A cer­tains moments, le groupe des huit artistes se fige en un tableau expri­mant la souf­france ou l’horreur, bouches ouvertes, visages effa­rés. Effets ciné­ma­to­gra­phiques puis­sants. Ins­pi­rés sans doute par le film de Lee Sang-il (2016) adap­té du roman épo­nyme de l’écrivain japo­nais Yoshi­da Shui­chi.

RAGE

Les accès de rage se pour­suivent sans guère d’accalmie. Colères indi­vi­duelles ou col­lec­tives sont tra­duites dans des sauts impro­bables. La cho­ré­gra­phie emprunte aux mou­ve­ments tra­di­tion­nels asia­tiques, aux arts mar­tiaux et à la danse contem­po­raine.
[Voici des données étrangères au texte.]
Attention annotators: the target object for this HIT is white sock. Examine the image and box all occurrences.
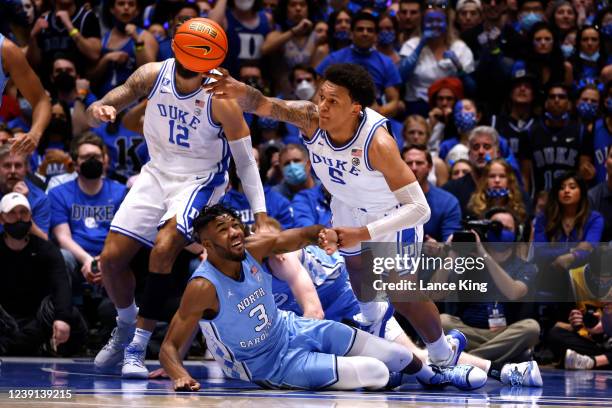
[117,301,137,324]
[358,301,385,322]
[425,333,452,364]
[484,359,492,374]
[132,328,152,350]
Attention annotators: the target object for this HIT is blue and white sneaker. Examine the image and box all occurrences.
[421,364,488,391]
[501,361,543,387]
[122,343,149,379]
[353,301,395,338]
[428,329,467,367]
[94,318,136,371]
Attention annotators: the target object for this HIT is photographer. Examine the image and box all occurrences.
[436,208,540,364]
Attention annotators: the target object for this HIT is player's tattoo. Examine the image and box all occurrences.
[86,62,160,124]
[237,86,267,113]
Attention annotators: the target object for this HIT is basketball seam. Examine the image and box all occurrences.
[175,31,227,55]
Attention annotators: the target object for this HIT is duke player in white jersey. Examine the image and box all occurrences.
[160,204,486,391]
[86,20,272,378]
[204,63,464,368]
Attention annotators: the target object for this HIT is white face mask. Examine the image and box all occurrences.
[295,80,315,100]
[234,0,255,11]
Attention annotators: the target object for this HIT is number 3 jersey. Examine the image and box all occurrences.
[193,251,288,382]
[304,107,398,212]
[144,58,229,176]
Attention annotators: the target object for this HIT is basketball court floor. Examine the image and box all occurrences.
[0,358,611,407]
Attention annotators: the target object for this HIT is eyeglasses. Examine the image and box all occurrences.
[548,93,568,100]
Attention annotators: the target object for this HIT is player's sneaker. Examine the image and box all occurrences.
[420,364,487,391]
[122,343,148,378]
[428,329,467,367]
[565,349,595,370]
[353,301,395,338]
[94,318,136,370]
[501,361,543,387]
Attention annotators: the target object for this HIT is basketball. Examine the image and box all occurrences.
[172,17,228,73]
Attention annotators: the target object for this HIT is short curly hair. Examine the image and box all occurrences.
[323,63,376,108]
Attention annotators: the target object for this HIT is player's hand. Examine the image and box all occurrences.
[203,68,249,100]
[149,367,170,379]
[253,213,276,233]
[174,376,201,392]
[9,132,40,155]
[105,51,130,65]
[12,181,29,197]
[55,10,74,30]
[52,320,71,349]
[90,104,117,123]
[318,228,338,254]
[31,17,49,37]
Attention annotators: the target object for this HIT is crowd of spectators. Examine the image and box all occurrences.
[0,0,611,372]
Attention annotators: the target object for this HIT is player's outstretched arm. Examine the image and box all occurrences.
[160,278,218,392]
[86,62,161,127]
[246,225,330,263]
[203,68,319,136]
[3,38,51,155]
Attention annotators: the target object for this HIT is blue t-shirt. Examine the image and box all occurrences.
[0,33,8,108]
[316,46,401,102]
[48,178,127,256]
[220,186,294,230]
[591,119,611,184]
[224,9,271,76]
[98,29,142,96]
[424,183,462,242]
[291,184,331,228]
[0,178,50,235]
[93,122,148,180]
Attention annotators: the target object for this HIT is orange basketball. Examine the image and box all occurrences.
[172,18,228,73]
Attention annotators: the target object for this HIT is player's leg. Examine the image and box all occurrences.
[94,232,143,370]
[122,217,188,378]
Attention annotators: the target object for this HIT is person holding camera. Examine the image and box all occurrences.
[437,208,541,365]
[48,134,126,334]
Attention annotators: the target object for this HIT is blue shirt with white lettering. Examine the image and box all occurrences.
[48,178,127,256]
[220,186,294,230]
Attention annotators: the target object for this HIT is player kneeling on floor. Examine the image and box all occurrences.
[159,204,487,391]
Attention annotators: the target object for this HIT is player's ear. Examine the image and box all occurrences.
[351,102,362,116]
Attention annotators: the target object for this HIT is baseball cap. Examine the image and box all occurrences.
[0,193,31,213]
[510,60,538,88]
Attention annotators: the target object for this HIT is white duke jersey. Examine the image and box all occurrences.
[304,107,398,212]
[144,58,229,176]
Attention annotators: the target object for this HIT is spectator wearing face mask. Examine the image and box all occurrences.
[426,76,463,152]
[273,143,318,201]
[571,25,607,86]
[208,0,272,76]
[89,0,158,98]
[525,22,573,93]
[582,80,612,185]
[29,99,72,178]
[574,83,600,130]
[311,9,352,67]
[376,13,400,65]
[398,6,475,117]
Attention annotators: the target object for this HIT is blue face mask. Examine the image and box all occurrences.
[576,101,599,120]
[580,51,600,62]
[544,111,570,122]
[283,162,308,185]
[454,109,477,133]
[423,11,447,37]
[334,30,351,41]
[561,44,574,58]
[519,12,542,32]
[378,30,395,45]
[485,187,510,198]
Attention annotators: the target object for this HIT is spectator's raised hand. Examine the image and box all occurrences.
[31,17,48,37]
[55,10,74,31]
[291,19,313,36]
[125,23,139,40]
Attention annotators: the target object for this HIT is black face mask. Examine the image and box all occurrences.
[53,71,76,93]
[46,118,70,140]
[4,220,32,240]
[79,157,104,179]
[115,19,127,33]
[175,60,199,79]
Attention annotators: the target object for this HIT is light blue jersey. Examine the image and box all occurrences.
[0,33,8,108]
[193,250,357,389]
[272,246,360,322]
Le syn­cré­tisme est sur­pre­nant, splen­dide.
40 minutes plus tard, des­cendent à nou­veau des cintres les paroles de What is left of our love.
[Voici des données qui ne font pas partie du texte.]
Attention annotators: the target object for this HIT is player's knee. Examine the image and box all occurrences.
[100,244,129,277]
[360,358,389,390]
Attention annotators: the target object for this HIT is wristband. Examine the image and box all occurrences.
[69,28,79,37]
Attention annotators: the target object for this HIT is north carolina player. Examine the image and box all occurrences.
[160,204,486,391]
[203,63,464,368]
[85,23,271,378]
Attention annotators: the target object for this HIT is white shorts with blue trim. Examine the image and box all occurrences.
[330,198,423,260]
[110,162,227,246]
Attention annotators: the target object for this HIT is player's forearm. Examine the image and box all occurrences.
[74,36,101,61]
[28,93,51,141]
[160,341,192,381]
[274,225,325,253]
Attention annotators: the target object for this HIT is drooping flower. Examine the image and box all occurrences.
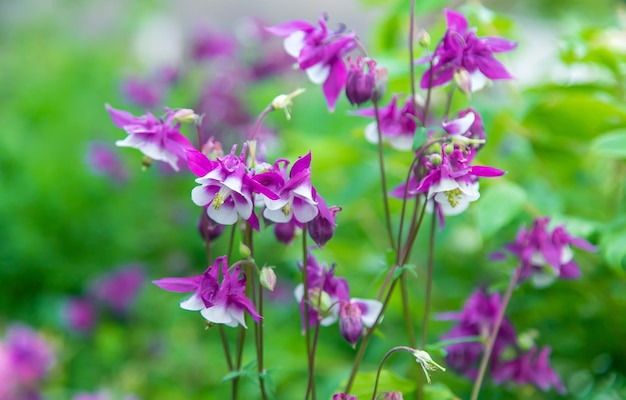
[345,57,386,106]
[413,349,447,384]
[354,95,422,151]
[307,191,341,248]
[258,152,319,224]
[105,104,195,172]
[419,9,517,91]
[338,298,382,347]
[153,256,261,328]
[267,14,357,111]
[497,217,597,286]
[492,346,567,394]
[187,144,279,230]
[392,145,504,219]
[437,289,517,380]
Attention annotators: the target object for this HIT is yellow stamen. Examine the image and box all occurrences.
[445,188,463,208]
[281,202,292,216]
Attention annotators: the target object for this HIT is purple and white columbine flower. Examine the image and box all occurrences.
[187,144,279,230]
[419,9,517,91]
[496,217,597,286]
[153,256,261,328]
[354,95,422,151]
[392,145,504,219]
[105,104,194,172]
[267,14,357,111]
[258,152,318,224]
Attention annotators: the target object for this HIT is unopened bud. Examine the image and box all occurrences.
[173,108,200,124]
[239,242,251,258]
[454,68,472,97]
[274,221,296,245]
[201,137,224,159]
[271,88,306,120]
[308,194,341,248]
[345,57,376,106]
[141,155,153,170]
[260,266,277,291]
[339,302,363,348]
[417,29,431,47]
[307,288,332,315]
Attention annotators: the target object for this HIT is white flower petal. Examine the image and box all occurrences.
[434,191,471,216]
[294,284,304,302]
[305,63,330,85]
[429,178,459,196]
[191,186,213,206]
[470,72,488,92]
[201,305,235,326]
[364,122,379,145]
[180,293,205,311]
[351,298,383,328]
[389,134,414,151]
[263,206,292,223]
[207,201,239,225]
[284,31,306,58]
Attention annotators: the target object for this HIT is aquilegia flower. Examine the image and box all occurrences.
[419,9,517,91]
[105,104,194,172]
[153,256,261,328]
[89,265,145,315]
[187,144,279,230]
[392,145,504,218]
[267,14,357,111]
[492,346,567,394]
[497,217,597,285]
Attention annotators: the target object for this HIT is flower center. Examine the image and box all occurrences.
[213,186,232,210]
[281,202,292,216]
[444,188,463,208]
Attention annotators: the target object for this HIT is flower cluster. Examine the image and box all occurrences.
[438,289,566,394]
[0,324,55,399]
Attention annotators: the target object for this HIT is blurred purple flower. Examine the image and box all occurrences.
[492,346,567,394]
[105,104,195,172]
[121,77,163,108]
[192,26,237,61]
[89,265,145,314]
[332,393,357,400]
[85,141,128,183]
[307,191,341,248]
[419,9,517,90]
[153,255,261,328]
[497,217,597,286]
[267,14,357,111]
[63,297,97,333]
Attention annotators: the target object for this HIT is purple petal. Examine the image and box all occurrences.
[105,104,139,128]
[323,58,348,112]
[186,149,217,177]
[265,20,315,37]
[443,112,476,135]
[444,9,469,33]
[475,55,514,80]
[482,36,517,53]
[290,152,312,178]
[569,237,597,252]
[152,276,202,292]
[559,260,581,279]
[470,165,505,177]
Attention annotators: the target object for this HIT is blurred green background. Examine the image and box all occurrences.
[1,0,626,398]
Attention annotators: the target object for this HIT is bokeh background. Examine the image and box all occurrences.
[1,0,626,398]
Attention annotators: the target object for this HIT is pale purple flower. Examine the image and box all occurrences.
[354,95,422,150]
[267,14,357,111]
[187,145,279,230]
[63,297,97,333]
[259,152,319,224]
[153,256,261,328]
[419,9,517,90]
[105,104,194,172]
[392,145,504,218]
[332,393,357,400]
[89,265,145,314]
[437,289,517,380]
[492,346,567,394]
[85,141,128,183]
[338,298,382,347]
[121,77,163,108]
[191,26,237,61]
[498,217,597,285]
Rien et tout ai-je envie de répondre. Rien de notre jeu­nesse, de nos amours per­dues. Tout de la beau­té de leur évo­ca­tion, de leur subli­ma­tion par l’art.
« Ce que je veux mon­trer, ce n’est pas l’extériorisation sau­vage d’une rage envers la socié­té… Rage met à nu la vio­lence et la colère qui, au-delà d’une appa­rente séré­ni­té, sourdent contre le moi intime, puis s’inversent en une réflexion sur le posi­tion­ne­ment que ce moi peut adop­ter face aux grands pro­blèmes sociaux. »
Po-Cheng TSAI, le direc­teur artis­tique et cho­ré­graphe de la com­pa­gnie B. Dance est ori­gi­naire de Kaoh­siung, la grande métro­pole du Sud taï­wa­nais. Après ses études secon­daires, il a été admis à l’Université natio­nale des Arts de Taï­pei. Une bourse lui a per­mis de faire un stage au Pur­chase Col­lege de New York avant qu’il ne rentre à Taï­wan, en 2010, pour y obte­nir son diplôme de fin d’études. Depuis lors, il n’a ces­sé de com­po­ser des cho­ré­gra­phies.
Il est aujourd’hui recon­nu inter­na­tio­na­le­ment et a obte­nu de nom­breux prix. Un artiste à suivre.

Pour les amou­reuses et amou­reux de la danse, un film à voir en ce moment, En Corps, de Cédric Kla­pisch.